脚手架识别和命名系统 (SCINS) 的开源实现和应用实例

组织和划分化学结构集具有重要的实际意义，例如在化合物库分析和筛选命中列表的后处理中。无监督聚类等方法对计算要求很高，而且依赖于数据集；另一方面，基于规则的方法（如基于 Murcko 支架的方法）具有线性时间复杂性，但往往过于精细，导致大量单体或稀疏类别的出现。支架识别和命名系统"（SCINS）是另一种基于规则的方法，旨在将化合物分组时实现最佳平衡。为了方便公众使用这一先前已发表的方法，我们在此提供了 SCINS 的开源 Python 实现，仅依赖于 RDKit。我们表明，SCINS 可用于识别大型数据库中化学空间的稀疏和密集区域，这里以 Enamine REAL Diverse 和 ChEMBL 为例。我们发现，与 ChEMBL 相比，Enamine REAL Diverse 涵盖的 SCINS 空间要小得多，而考虑 Murcko 和通用 Murcko 支架时，情况则恰恰相反。此外，我们还发现 SCINS 可以对中等规模的生物活性化合物进行直观的化学分组，这对于从虚拟筛选活动中选择化合物以及对实验结果列表进行后处理非常有用。因此，在这项工作中，我们提供了 SCINS 的开源实现及其相关用例的特征描述。

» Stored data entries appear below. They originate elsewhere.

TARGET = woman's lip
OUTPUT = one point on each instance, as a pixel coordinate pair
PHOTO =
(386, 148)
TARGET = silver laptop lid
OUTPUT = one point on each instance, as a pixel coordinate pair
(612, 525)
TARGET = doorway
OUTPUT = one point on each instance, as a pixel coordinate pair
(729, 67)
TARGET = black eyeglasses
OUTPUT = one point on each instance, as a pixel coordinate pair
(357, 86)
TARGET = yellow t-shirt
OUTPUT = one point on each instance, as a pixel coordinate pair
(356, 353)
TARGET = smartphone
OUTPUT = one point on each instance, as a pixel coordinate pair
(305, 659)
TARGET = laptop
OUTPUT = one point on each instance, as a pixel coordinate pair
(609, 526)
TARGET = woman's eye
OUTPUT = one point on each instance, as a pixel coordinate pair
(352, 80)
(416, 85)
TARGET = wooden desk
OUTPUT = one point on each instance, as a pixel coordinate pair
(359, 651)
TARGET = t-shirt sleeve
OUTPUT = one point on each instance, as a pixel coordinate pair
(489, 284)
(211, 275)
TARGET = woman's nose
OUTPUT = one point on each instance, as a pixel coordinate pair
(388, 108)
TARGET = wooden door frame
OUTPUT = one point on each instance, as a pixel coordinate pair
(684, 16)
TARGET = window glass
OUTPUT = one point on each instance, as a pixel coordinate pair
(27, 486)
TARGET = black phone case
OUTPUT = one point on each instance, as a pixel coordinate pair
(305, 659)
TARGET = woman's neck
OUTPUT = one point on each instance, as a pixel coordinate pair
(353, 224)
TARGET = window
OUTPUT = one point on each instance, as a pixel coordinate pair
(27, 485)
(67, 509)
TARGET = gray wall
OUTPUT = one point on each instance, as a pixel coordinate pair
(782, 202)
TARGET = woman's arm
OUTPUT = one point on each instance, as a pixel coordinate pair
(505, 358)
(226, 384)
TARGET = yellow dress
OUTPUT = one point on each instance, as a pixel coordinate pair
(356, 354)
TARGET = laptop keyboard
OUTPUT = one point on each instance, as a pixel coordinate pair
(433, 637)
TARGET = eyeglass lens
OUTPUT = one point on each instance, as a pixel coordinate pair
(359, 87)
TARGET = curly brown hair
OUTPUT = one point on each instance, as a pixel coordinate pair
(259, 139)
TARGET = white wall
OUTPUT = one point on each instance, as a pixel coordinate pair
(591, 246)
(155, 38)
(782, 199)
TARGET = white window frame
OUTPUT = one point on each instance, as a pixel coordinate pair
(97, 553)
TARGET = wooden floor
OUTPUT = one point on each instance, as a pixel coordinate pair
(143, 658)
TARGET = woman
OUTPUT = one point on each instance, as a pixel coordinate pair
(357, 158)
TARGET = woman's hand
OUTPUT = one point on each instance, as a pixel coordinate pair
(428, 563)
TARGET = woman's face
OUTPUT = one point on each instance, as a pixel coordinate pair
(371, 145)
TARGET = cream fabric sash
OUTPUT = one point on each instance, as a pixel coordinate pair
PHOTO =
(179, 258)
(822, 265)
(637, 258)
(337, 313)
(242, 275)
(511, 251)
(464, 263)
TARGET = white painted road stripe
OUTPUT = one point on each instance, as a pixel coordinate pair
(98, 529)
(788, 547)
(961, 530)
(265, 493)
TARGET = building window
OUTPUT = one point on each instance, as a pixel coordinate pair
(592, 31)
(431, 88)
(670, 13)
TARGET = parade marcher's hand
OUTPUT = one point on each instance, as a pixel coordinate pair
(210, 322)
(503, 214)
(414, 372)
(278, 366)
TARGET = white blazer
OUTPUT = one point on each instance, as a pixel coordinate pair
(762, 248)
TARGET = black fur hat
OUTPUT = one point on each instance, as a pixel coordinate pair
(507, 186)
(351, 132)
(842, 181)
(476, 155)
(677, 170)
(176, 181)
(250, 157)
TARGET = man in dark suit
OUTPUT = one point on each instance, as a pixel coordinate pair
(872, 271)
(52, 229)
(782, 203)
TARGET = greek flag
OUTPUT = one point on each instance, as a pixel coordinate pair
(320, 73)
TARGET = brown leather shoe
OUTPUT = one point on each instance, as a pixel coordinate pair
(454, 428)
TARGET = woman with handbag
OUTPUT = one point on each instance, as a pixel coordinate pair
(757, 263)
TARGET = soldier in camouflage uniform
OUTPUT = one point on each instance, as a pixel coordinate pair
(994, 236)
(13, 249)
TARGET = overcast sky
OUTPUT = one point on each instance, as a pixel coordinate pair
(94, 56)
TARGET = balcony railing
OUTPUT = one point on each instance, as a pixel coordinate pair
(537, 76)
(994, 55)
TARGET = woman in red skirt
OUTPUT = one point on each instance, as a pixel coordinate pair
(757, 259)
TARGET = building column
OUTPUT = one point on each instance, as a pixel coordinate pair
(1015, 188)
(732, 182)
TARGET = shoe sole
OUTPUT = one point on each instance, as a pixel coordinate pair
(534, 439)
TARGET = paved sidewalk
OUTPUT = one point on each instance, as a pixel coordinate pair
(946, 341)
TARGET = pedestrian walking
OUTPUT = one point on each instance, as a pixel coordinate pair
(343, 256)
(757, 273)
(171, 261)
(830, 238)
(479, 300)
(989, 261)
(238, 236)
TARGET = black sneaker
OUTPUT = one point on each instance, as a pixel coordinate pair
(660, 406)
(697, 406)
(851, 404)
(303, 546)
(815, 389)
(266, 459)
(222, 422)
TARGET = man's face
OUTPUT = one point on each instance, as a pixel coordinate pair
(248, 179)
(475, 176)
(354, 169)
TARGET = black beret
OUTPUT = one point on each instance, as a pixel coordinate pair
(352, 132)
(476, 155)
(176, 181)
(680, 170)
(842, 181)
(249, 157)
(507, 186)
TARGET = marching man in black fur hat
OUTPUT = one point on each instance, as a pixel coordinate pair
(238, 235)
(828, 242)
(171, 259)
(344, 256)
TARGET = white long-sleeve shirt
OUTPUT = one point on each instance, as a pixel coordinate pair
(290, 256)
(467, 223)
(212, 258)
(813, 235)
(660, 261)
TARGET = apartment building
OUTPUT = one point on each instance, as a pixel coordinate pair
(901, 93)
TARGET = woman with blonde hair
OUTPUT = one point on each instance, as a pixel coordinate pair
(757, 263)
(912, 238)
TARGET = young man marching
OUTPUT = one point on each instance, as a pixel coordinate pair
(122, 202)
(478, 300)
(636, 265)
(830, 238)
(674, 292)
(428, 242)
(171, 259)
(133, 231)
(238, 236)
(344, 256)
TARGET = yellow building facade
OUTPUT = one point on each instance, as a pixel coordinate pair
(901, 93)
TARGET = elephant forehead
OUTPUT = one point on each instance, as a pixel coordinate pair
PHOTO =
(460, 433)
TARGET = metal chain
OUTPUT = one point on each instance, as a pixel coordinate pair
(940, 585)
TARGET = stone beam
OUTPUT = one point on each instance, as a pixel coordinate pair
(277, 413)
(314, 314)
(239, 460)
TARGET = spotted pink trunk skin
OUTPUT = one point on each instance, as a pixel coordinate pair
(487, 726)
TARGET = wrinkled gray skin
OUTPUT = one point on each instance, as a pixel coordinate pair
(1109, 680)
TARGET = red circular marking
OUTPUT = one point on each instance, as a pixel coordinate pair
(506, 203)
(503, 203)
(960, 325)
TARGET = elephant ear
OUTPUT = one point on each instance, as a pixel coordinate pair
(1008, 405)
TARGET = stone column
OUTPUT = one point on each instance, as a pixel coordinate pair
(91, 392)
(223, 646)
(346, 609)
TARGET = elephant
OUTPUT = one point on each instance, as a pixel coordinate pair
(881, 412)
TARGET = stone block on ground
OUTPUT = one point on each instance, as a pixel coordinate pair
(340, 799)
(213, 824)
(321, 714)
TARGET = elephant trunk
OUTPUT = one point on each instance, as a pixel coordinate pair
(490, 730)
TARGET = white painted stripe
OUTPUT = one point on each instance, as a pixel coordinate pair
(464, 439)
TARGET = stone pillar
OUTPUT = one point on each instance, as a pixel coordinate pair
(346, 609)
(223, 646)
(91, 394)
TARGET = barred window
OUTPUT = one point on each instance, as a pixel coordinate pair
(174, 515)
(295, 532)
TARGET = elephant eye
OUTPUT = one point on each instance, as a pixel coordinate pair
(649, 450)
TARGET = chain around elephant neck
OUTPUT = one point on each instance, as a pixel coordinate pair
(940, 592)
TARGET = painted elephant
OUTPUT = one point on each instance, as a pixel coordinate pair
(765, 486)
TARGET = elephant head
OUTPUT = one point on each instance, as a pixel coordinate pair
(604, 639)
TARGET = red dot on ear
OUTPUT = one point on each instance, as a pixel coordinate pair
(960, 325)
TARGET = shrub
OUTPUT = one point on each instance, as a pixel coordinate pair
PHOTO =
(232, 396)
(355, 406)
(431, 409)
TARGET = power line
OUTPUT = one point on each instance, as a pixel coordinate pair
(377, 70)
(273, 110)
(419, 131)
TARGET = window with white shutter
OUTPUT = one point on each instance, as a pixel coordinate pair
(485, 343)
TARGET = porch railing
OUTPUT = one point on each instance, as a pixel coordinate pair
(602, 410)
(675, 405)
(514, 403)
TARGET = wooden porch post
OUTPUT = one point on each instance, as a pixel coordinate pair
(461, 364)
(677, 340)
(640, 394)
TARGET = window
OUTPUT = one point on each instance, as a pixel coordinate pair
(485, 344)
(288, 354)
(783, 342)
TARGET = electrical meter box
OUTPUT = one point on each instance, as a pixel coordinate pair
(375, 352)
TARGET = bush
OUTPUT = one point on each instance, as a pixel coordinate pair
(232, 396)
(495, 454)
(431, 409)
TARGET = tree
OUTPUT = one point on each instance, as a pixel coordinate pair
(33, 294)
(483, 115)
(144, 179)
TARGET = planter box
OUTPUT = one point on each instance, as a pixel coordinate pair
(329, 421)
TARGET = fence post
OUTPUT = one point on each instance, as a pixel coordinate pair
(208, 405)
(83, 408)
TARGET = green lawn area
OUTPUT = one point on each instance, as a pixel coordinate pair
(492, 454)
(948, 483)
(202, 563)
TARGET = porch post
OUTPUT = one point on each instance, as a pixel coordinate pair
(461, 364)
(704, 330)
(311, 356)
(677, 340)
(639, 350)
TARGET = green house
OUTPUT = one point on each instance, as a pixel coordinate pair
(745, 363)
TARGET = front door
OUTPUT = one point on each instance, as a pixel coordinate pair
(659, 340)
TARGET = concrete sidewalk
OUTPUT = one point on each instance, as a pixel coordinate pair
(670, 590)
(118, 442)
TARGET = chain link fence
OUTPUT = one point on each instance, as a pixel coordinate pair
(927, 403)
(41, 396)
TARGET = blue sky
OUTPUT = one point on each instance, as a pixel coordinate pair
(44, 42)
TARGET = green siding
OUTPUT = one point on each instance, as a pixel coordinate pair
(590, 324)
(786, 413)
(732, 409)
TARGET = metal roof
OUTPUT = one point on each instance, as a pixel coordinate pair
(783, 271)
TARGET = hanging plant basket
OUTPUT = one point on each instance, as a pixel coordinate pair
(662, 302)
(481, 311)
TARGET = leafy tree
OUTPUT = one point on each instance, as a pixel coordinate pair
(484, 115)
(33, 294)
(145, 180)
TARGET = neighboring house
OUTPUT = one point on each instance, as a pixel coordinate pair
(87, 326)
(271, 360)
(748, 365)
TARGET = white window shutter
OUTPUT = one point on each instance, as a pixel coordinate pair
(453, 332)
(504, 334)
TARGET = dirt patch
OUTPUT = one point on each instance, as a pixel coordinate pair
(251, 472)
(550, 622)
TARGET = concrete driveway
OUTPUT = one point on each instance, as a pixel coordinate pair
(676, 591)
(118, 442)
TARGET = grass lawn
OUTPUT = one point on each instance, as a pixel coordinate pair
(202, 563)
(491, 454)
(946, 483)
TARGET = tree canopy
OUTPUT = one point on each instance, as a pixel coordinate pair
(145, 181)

本文章由计算机程序翻译，如有差异，请以英文原文为准。

求助全文

约1分钟内获得全文去求助

来源期刊

Journal of Chemical Information and Modeling 化学-化学综合

CiteScore

9.80

自引率

10.70%

发文量

529

审稿时长

1.4 months

期刊介绍： The Journal of Chemical Information and Modeling publishes papers reporting new methodology and/or important applications in the fields of chemical informatics and molecular modeling. Specific topics include the representation and computer-based searching of chemical databases, molecular modeling, computer-aided molecular design of new materials, catalysts, or ligands, development of new computational methods or efficient algorithms for chemical software, and biopharmaceutical chemistry including analyses of biological activity and other issues related to drug discovery. Astute chemists, computer scientists, and information specialists look to this monthly’s insightful research studies, programming innovations, and software reviews to keep current with advances in this integral, multidisciplinary field. As a subscriber you’ll stay abreast of database search systems, use of graph theory in chemical problems, substructure search systems, pattern recognition and clustering, analysis of chemical and physical data, molecular modeling, graphics and natural language interfaces, bibliometric and citation analysis, and synthesis design and reactions databases.